In 'Huge Win' for Immigrant Rights, Trump Administration Ordered to End Indefinite Detention of Asylum Seekers

Under Trump, at least five ICE offices have almost entirely stopped granting parole to refugees

Julia Conley

Immigrant rights advocates on Tuesday applauded a federal judge's ruling that the Trump administration cannot detain asylum seekers who are awaiting immigration hearings—a practice that breaks the government's own policies as well as international law.

The ACLU filed a lawsuit earlier this year on behalf of a number of asylum seekers who had been denied parole after passing a "credible fear" interview with immigration authorities.

In the past, refugees seeking asylum in the U.S. have been required to prove to officials that they have a credible fear of returning to their home country due to political unrest, violence, or persecution.
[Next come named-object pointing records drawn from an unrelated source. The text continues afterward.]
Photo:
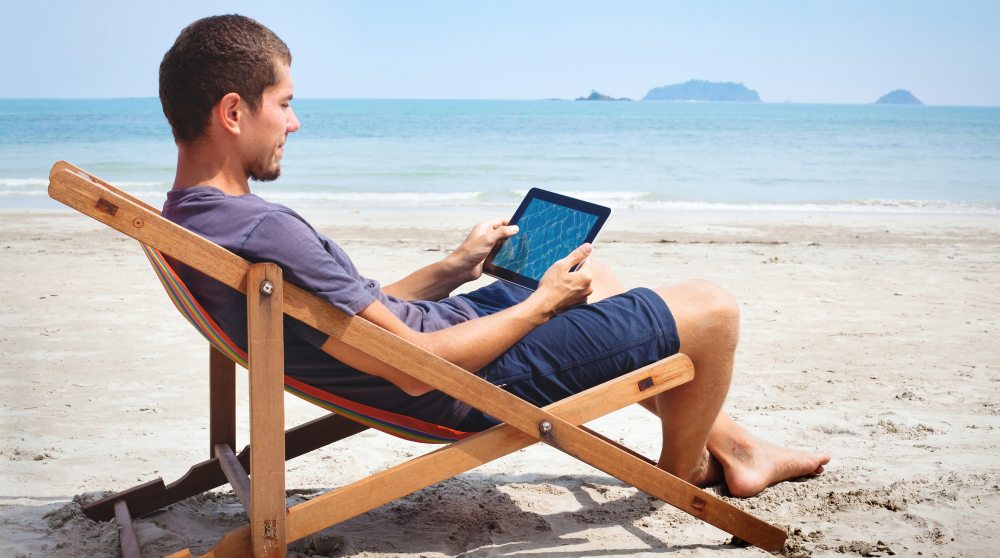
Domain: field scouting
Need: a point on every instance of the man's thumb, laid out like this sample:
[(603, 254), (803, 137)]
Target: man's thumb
[(577, 256)]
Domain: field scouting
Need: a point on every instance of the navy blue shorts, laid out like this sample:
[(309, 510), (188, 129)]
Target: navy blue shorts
[(578, 349)]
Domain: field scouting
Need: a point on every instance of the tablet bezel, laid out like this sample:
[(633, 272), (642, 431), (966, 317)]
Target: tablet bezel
[(602, 213)]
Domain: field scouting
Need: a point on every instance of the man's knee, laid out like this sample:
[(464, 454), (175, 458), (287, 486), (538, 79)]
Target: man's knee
[(719, 305), (704, 312)]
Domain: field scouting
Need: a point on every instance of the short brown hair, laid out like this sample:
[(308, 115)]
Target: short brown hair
[(212, 57)]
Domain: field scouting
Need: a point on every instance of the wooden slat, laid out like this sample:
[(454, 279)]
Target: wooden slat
[(267, 409), (237, 476), (126, 531), (222, 400)]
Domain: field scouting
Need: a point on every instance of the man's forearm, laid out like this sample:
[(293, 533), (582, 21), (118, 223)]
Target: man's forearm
[(475, 343)]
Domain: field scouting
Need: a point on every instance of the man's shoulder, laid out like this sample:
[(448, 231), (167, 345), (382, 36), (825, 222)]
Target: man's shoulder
[(225, 219)]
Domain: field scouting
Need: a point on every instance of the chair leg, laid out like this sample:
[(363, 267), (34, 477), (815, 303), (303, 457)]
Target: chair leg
[(207, 475), (126, 532), (267, 413), (222, 398)]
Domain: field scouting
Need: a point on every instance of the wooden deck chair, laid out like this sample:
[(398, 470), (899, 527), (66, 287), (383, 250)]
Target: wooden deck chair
[(272, 526)]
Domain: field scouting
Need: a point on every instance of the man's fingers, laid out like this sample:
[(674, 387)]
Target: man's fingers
[(501, 232), (576, 257)]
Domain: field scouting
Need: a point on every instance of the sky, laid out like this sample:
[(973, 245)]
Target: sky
[(848, 51)]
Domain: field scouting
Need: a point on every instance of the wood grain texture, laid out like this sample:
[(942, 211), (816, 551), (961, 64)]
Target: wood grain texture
[(222, 400), (267, 409)]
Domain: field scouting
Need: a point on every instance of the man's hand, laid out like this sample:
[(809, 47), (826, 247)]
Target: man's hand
[(560, 288), (467, 259)]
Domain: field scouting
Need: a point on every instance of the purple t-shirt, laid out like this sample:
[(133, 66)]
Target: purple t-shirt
[(261, 231)]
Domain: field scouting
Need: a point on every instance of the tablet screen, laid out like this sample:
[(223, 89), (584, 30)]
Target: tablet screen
[(550, 227)]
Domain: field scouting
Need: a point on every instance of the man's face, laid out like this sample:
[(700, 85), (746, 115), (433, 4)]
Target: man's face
[(269, 128)]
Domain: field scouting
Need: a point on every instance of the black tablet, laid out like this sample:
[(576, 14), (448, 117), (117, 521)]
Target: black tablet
[(550, 227)]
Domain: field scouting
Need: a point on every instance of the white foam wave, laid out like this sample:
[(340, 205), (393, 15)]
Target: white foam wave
[(8, 183), (23, 182), (860, 206), (407, 198)]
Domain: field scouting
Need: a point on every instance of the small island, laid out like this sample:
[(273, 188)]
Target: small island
[(898, 97), (699, 90), (598, 96)]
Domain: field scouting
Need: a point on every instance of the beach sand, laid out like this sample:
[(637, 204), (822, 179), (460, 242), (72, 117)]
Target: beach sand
[(868, 336)]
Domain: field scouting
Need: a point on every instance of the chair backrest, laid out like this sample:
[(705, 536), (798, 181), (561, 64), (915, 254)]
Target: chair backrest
[(398, 425), (100, 200)]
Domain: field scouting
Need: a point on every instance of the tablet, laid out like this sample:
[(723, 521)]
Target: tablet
[(550, 227)]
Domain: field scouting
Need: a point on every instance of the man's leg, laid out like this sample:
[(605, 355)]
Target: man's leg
[(707, 319), (708, 322)]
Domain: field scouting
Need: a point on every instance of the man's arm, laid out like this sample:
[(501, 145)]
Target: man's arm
[(475, 343), (465, 264)]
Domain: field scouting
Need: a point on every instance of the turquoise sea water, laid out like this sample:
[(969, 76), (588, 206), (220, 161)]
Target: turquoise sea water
[(784, 157)]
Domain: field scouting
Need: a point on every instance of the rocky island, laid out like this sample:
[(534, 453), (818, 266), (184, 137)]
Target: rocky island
[(698, 90), (898, 97), (598, 96)]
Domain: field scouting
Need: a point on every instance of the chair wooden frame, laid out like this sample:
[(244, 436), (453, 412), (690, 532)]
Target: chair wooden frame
[(272, 526)]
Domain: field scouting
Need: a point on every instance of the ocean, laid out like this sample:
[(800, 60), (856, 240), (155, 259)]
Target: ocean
[(649, 155)]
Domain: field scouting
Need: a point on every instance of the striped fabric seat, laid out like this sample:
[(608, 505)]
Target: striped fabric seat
[(398, 425)]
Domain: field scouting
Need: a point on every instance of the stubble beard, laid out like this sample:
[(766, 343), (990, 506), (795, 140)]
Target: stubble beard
[(260, 172)]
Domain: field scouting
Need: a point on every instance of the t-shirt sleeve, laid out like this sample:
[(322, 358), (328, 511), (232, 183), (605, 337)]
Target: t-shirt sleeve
[(305, 260)]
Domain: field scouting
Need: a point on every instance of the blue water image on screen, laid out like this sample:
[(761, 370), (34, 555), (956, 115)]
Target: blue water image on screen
[(548, 233)]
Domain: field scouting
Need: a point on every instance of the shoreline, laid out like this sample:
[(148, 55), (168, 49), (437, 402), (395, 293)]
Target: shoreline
[(866, 336)]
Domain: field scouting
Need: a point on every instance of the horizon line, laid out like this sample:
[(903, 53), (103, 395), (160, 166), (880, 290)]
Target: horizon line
[(546, 99)]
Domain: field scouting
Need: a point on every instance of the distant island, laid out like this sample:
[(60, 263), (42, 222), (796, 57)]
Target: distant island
[(898, 97), (598, 96), (698, 90)]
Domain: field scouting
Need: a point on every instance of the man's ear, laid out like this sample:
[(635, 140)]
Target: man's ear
[(229, 112)]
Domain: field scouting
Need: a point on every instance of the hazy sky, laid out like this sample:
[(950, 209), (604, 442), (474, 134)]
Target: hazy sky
[(849, 51)]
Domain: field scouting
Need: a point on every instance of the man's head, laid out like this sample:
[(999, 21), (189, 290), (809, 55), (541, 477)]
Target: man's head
[(210, 58), (226, 81)]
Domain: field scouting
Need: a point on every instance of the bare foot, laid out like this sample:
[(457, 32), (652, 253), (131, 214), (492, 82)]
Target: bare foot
[(708, 472), (752, 465)]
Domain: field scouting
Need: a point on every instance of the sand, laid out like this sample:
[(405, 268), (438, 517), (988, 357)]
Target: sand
[(869, 336)]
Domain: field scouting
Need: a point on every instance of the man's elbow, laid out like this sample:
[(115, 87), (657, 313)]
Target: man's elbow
[(414, 388)]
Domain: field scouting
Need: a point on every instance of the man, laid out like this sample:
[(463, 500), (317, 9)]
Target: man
[(226, 90)]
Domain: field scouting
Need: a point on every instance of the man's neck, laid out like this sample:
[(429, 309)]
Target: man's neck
[(201, 165)]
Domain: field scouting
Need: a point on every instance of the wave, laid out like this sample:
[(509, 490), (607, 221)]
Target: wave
[(401, 198), (7, 183), (857, 206), (34, 188)]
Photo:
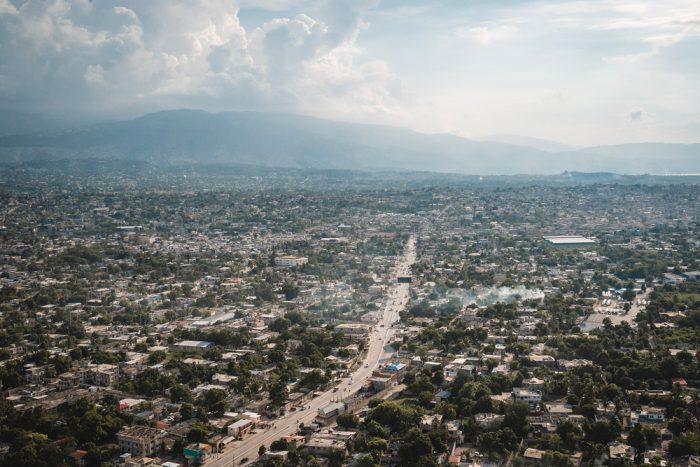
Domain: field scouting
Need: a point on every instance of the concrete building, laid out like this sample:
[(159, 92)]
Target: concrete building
[(103, 374), (331, 410), (354, 329), (240, 428), (568, 241), (532, 398), (191, 346), (290, 261), (140, 440)]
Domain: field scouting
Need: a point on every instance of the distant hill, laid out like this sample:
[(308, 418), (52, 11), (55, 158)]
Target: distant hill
[(294, 141), (535, 143)]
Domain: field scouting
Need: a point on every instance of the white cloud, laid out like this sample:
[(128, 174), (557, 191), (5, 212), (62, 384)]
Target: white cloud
[(487, 34), (141, 56)]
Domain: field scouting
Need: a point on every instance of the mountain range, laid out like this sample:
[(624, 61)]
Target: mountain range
[(295, 141)]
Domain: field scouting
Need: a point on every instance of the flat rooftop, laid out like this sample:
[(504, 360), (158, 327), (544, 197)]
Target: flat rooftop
[(568, 240)]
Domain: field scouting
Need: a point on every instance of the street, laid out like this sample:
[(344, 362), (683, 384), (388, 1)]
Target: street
[(378, 350)]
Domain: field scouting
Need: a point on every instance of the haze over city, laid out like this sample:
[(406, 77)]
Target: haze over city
[(349, 233)]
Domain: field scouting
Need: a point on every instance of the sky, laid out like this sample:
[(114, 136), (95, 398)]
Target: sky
[(578, 72)]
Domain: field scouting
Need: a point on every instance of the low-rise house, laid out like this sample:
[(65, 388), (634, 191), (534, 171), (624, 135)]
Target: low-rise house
[(140, 440), (532, 398)]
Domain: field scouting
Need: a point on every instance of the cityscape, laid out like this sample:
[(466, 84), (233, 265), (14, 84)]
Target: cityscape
[(349, 233), (304, 319)]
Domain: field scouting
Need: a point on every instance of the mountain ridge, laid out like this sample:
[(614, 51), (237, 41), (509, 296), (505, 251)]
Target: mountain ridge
[(298, 141)]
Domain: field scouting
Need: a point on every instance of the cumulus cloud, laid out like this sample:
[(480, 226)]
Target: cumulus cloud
[(487, 34), (139, 56)]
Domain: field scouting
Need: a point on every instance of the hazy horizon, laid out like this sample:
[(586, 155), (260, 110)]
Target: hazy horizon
[(576, 73)]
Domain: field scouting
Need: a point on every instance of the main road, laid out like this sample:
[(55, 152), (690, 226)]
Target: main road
[(378, 350)]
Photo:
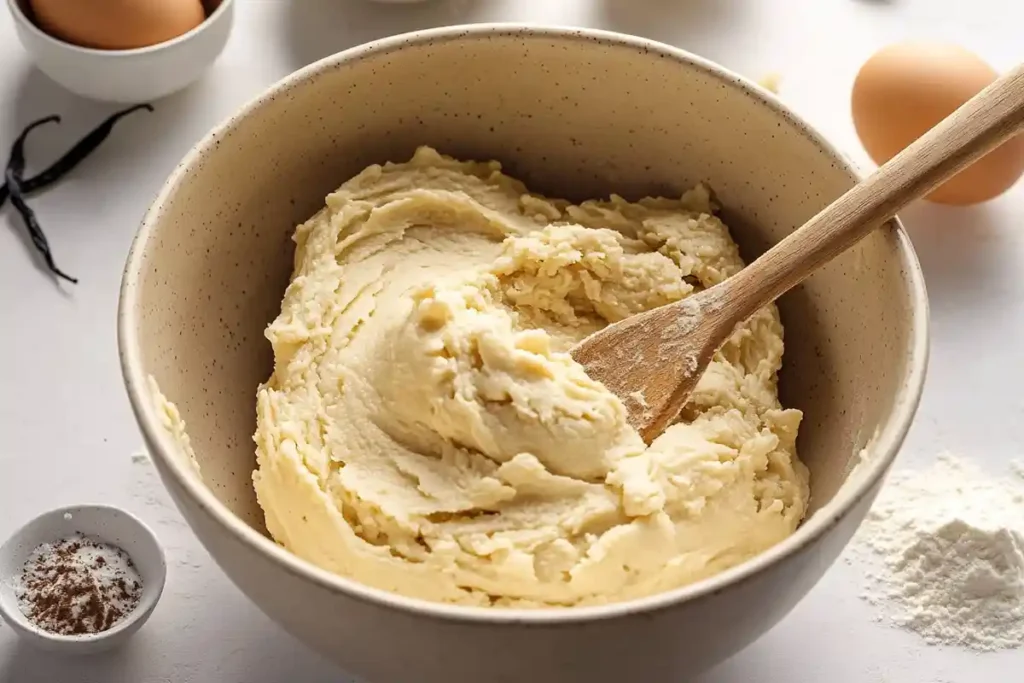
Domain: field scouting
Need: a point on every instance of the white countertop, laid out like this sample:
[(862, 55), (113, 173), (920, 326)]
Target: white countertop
[(69, 436)]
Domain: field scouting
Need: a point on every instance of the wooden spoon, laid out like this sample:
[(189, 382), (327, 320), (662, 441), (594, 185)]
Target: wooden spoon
[(653, 360)]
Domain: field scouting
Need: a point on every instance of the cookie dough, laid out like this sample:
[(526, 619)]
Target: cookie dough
[(425, 430)]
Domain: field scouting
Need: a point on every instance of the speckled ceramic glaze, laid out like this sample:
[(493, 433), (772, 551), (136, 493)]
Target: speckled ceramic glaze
[(577, 114)]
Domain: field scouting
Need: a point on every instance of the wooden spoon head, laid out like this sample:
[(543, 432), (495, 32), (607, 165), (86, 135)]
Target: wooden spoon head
[(652, 360)]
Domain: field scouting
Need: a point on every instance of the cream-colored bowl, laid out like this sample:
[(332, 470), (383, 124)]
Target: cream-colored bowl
[(574, 114), (127, 76)]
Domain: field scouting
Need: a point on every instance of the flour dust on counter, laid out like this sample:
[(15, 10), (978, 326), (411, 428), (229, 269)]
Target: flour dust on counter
[(943, 549)]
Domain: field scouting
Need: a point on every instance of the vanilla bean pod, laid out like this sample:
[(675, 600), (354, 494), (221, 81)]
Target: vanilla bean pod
[(15, 167), (73, 157)]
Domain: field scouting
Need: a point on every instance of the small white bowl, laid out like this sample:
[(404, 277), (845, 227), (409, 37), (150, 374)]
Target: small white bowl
[(105, 523), (127, 76)]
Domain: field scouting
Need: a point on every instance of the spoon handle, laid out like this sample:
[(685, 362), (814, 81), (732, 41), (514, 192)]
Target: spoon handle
[(990, 118)]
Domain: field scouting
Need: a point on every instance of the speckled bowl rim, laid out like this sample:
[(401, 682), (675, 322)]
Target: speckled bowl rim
[(884, 445)]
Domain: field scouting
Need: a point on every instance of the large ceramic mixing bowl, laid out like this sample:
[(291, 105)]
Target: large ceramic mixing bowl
[(574, 114)]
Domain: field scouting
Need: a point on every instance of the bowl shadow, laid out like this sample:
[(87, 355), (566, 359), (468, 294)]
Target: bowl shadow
[(960, 251), (316, 29)]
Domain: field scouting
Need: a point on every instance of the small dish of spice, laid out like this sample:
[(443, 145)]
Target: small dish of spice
[(81, 580)]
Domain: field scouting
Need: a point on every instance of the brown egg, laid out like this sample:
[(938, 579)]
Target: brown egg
[(117, 25), (903, 90)]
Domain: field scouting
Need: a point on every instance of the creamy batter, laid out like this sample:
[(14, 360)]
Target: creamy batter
[(425, 430)]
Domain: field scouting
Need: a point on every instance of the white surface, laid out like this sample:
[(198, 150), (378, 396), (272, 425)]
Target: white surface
[(69, 434), (126, 76)]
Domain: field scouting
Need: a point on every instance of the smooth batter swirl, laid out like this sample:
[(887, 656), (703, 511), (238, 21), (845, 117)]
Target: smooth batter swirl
[(425, 430)]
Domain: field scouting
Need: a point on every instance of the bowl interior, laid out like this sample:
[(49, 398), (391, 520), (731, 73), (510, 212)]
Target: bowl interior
[(574, 116), (105, 523)]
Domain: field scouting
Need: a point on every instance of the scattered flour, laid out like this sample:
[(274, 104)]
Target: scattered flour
[(948, 549)]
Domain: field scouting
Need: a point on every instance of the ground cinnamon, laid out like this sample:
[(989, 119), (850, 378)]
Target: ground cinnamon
[(78, 586)]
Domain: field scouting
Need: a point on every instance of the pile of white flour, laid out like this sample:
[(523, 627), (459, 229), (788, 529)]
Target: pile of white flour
[(948, 549)]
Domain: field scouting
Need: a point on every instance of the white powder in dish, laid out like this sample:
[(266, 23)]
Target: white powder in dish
[(947, 549)]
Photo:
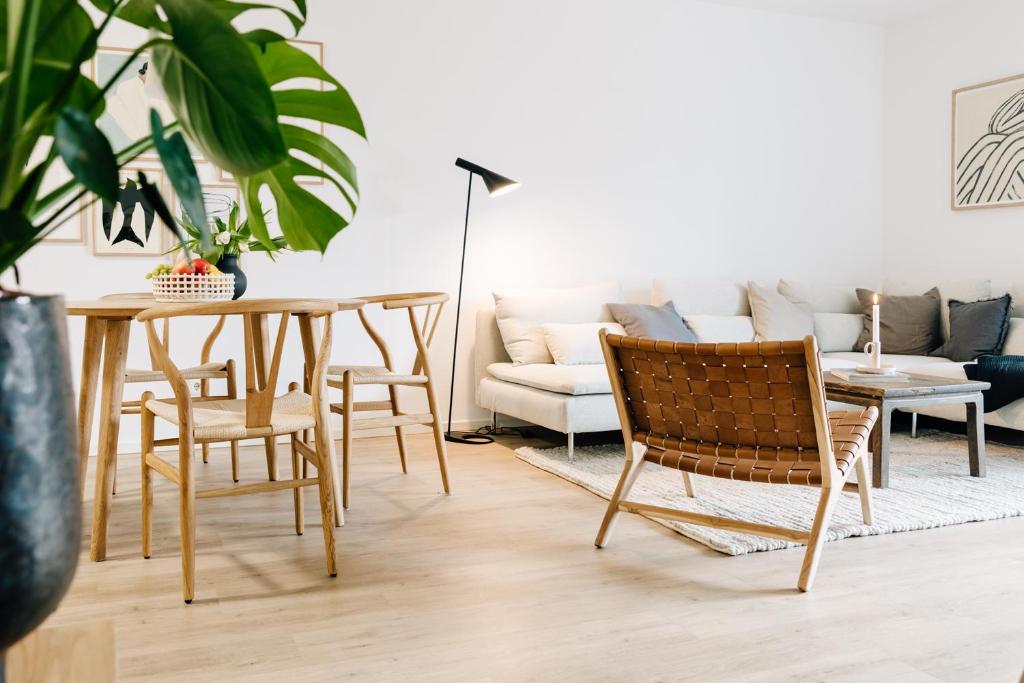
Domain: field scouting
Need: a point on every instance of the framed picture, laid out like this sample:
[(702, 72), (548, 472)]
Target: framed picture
[(314, 49), (987, 158), (130, 226)]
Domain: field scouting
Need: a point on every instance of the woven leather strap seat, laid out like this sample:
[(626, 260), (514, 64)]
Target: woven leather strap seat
[(850, 430), (749, 412)]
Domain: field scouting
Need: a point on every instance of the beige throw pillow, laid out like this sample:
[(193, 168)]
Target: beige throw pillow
[(775, 317)]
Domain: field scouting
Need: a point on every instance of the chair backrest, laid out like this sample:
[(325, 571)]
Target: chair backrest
[(424, 326), (752, 399), (166, 332), (261, 373)]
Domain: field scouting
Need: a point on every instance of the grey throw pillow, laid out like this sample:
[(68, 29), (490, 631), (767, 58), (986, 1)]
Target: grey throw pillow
[(651, 322), (976, 329), (907, 326)]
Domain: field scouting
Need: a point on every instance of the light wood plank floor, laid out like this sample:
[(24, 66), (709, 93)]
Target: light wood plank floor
[(500, 582)]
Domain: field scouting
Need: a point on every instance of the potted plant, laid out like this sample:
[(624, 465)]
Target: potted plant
[(227, 241), (217, 81)]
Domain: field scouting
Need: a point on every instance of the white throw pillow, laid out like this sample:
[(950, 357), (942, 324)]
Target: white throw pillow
[(838, 332), (775, 317), (578, 343), (721, 328), (821, 298), (1015, 338), (521, 312)]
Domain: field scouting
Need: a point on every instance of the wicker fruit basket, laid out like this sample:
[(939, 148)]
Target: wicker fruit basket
[(193, 287)]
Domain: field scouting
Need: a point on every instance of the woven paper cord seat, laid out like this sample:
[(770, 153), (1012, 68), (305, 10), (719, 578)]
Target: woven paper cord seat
[(226, 419), (207, 371)]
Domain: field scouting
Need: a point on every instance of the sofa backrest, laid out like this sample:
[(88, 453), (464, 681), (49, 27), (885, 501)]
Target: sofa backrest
[(487, 346), (701, 297)]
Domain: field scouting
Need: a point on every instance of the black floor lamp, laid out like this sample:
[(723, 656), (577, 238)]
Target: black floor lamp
[(497, 184)]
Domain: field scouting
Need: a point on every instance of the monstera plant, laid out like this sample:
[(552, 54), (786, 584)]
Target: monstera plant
[(228, 90), (233, 98)]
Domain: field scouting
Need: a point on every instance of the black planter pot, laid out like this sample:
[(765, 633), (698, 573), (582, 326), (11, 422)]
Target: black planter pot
[(229, 263), (40, 500)]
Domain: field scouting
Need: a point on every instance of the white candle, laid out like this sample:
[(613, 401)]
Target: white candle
[(876, 334)]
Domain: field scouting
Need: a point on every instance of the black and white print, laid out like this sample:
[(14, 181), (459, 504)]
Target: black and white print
[(988, 144)]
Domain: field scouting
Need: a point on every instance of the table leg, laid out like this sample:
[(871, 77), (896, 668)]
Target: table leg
[(880, 447), (115, 355), (91, 354), (310, 332), (261, 342), (976, 435)]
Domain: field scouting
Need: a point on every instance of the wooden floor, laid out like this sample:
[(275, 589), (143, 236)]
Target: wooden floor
[(500, 582)]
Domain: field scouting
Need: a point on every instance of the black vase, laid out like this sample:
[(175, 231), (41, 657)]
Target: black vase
[(229, 263), (40, 499)]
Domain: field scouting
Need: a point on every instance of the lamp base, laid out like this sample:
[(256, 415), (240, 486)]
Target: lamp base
[(470, 438)]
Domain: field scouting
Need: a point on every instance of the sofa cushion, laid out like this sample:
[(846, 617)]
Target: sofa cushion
[(976, 329), (572, 380), (909, 325), (838, 332), (900, 363), (701, 297), (652, 322), (775, 317), (962, 290), (721, 328), (521, 312), (821, 298), (578, 343)]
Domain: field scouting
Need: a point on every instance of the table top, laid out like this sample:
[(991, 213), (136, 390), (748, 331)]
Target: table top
[(132, 304), (915, 385)]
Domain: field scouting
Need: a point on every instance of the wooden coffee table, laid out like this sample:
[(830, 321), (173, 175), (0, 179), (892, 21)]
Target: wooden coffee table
[(919, 390)]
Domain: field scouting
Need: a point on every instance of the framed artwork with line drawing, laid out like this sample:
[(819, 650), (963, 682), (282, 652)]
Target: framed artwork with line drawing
[(130, 226), (218, 198), (987, 152)]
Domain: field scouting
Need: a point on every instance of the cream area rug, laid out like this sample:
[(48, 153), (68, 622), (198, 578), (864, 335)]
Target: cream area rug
[(930, 486)]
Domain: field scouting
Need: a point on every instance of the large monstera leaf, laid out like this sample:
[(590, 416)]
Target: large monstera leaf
[(306, 221), (216, 89)]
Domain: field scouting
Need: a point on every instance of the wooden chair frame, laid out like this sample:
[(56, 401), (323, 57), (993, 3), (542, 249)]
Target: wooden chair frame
[(228, 375), (423, 334), (259, 406), (834, 481)]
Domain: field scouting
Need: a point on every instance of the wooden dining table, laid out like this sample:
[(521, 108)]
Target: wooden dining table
[(104, 352)]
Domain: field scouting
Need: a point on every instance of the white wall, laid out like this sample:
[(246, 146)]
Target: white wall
[(926, 60), (653, 138)]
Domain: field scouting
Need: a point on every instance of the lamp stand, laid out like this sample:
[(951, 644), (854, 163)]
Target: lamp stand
[(472, 438)]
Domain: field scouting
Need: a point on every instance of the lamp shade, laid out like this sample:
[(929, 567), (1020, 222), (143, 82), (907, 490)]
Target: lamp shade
[(496, 182)]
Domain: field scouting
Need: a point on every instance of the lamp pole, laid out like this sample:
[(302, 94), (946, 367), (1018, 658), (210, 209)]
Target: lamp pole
[(496, 184)]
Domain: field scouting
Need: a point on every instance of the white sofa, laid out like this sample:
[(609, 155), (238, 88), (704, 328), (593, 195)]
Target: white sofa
[(577, 398)]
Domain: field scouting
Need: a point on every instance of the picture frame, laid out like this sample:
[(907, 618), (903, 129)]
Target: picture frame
[(986, 171), (129, 226)]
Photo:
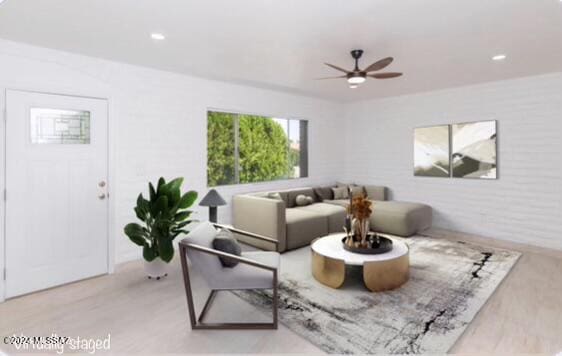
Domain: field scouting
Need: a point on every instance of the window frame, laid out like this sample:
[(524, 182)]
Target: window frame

After doing so most asylum seekers have been released from Immigration and Customs Enforcement (ICE) custody while they await an immigration hearing, unless they are considered a "flight risk" or a danger to the public.

The ACLU targeted five ICE offices across the country which had blatantly flouted this precedent.

"We had a clear record, as the court noted, showing that in these five ICE field offices there really was a very clear pattern in what previously resulted in release of asylum seekers at a rate of 90 percent based on individualized consideration really dwindled down to near zero," Cecillia Wang, the ACLU's deputy legal director, told NPR.

"This opinion does no more than hold the government accountable to its own policy, which recently has been honored more in the breach than the observance," wrote U.S. District Judge James Boasberg. "Having extended the safeguards of the parole directive to asylum seekers, ICE must now ensure that such protections are realized."

As Juan Cole wrote earlier this month, the Trump administration's indefinite detention of people exercising their legal right to seek asylum violated not only U.S. law but also the 1967 Protocol to the United Nations' 1951 Convention on the Treatment of Refugees.

Although the administration, Cole wrote, "keeps maintaining in public that refugees will have their applications for asylum processed if they present them at a regular border crossing, the evidence is that such applications are being summarily dismissed by immigration officials, who are not permitting asylum seekers access to counsel or judges (this procedure is illegal). As for his policy of arresting undocumented immigrants into the United States for the misdemeanor of crossing the border even where they are asylum seekers from political persecution, this is a violation of international and of U.S. domestic law."

The youth-led immigrant rights group United We Dream celebrated the ACLU's victory while noting that the Trump administration's continued abuse of immigrants must end entirely.